Photo by: Bill Kinney
I recently got this question from an OutdoorLife.com reader Kyle Turner:
“What is thought to be the minimum foot-pounds of energy required to dispatch anything from whitetail deer to moose humanely and ethically?”
The most common figure thrown around when hunters discuss the energy required to ethically kill a whitetail is 1,000 ft.-lb. By this logic, at 1,000 ft.-lb. and above, you’re being ethical; your shot becomes questionable when the energy drops below this level. The problem here is that energy isn’t what kills an animal, making this line of reasoning nearly irrelevant.

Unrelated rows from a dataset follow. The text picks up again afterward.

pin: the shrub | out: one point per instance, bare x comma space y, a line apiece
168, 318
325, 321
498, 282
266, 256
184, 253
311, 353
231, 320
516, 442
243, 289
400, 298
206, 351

What kills animals is the terminal ballistics of a projectile. This is the tissue disruption and damage to the vital circulatory, neurological, or respiratory system of the animal. As an example, it is more ethical to hit a whitetail with a 225-grain Barnes Expander bullet, which has a mere 600 ft.-lb. of energy at 75 yards, than with a 500-grain solid from a .470 Nitro Express, which has 4,000 ft.-lb. of energy at that range. The superior terminal ballistics of the Barnes bullet will dispatch the whitetail more swiftly than the solid bullet will.
So don’t get caught up with trying to achieve a particular level of impact energy with your hunting rounds. Instead, do some research into the terminal ballistics of the round you want to shoot and see whether the impact velocity at the ranges you plan to shoot at will give you the bullet performance you need.